Was wußten wir über die große Nördliche Magistrale, als wir uns auf diese Expedition begaben? Sehr wenig. Und dabei hatten nicht nur wir, die Journalisten, sondern auch die Moskauer Wissenschaftler gehofft den Schienenweg zu sehen, und nicht einen Haufen Schienen und grüne Hügel anstelle von Eisenbahnschwellen. Woher sonst wäre irgendwelchen hellen Köpfen der närrische Gedanke über die Wiederherstellung der Bahnlinie in den Kopf gekommen?

Der Bahnkörper war (nach den Worten des ortsansässigen Jägers W. Netschajew) noch etwa bis 1972 in Betrieb. Jedenfalls ist das in Dokumenten hinterlegt. Nach dem, was wir sahen, kann man das unmöglich glauben. Obwohl tatsächlich ganz vereinzelt kleine Teilstücke erhalten geblieben sind – oder von Erdgasförderarbeitern (Nadym – Urengoj) bzw. Ortsansässigen wiederhergestellt wurden.

Man muß zugeben: unser Optimismus anläßlich der Wiederbelebung des Baus entlang des Polarkreises erlosch, als wir weiter in die Tiefen der Taiga vorstießen und unsere Marschroute sich immer schwieriger gestaltete. Am ersten Tag unserer Trassenbegehung kamen wir gut voran – mit einer Geschwindigkeit von 4,2 km pro Stunde. Und das unter Berücksichtigung des Tatbestandes, daß unsere Moskauer Gefährten Vermessungen der Bahnobjekte vornahmen, an den Schienen nach Markierungen suchten, Skizzen und Zeichnungen in ihren Notizbüchern sowie Video- und Fotoaufnahmen machten.

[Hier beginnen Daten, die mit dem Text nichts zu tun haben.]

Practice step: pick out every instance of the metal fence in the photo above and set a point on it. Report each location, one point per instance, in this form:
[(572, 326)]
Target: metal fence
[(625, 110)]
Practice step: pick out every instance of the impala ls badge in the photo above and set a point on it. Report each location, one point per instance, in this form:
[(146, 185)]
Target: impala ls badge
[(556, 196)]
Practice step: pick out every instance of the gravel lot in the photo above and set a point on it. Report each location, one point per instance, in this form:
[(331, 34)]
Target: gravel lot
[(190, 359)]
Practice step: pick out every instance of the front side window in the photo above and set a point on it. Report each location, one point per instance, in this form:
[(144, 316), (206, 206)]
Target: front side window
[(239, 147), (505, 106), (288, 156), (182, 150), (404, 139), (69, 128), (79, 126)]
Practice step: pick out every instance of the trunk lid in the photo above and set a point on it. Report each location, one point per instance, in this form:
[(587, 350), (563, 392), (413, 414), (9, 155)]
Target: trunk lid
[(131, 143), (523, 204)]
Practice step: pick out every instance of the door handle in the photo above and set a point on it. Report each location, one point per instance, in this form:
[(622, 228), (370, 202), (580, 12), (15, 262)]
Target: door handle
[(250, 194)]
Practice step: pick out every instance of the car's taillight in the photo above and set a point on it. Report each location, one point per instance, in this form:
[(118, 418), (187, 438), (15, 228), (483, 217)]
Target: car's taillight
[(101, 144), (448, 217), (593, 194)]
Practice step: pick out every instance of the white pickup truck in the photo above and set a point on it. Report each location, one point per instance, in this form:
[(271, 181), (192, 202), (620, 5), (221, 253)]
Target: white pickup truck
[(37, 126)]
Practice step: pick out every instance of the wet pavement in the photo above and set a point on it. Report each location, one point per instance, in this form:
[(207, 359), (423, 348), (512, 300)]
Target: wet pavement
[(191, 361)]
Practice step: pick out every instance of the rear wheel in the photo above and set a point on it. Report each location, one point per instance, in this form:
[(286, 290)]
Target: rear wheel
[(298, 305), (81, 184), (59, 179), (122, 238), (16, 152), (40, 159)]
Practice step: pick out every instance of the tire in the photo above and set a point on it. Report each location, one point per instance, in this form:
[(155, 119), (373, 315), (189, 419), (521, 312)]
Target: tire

Wir wurden ebenfalls vom Eisenbahner- und Forscher-Spiel infiziert. Wladimir Pawlowskij war der Spitzenreiter, was die Anzahl unschätzbarer Fundstücke betraf. Er war nur sehr betrübt darüber, daß er nicht auf Schienen aus dem Herstellungsjahr 1905 stieß (dem gleichen Jahr, in dem die Zeitung erstmalig erschienen war). Obgleich die Schienen noch aus vorrevolutionärer Zeit stammten (beginnend mit dem Jahr 1901), lagen überall verstreut Schienen inländischeraber auch ausländischer Produktion herum. Wahrscheinlich waren sie in kleineren Partien von den zerstörten Bahnabschnitten hin– und hergefahren worden und dann in aller Eile mit der Hand in unterschiedlichen Längen und Breiten verlegt worden.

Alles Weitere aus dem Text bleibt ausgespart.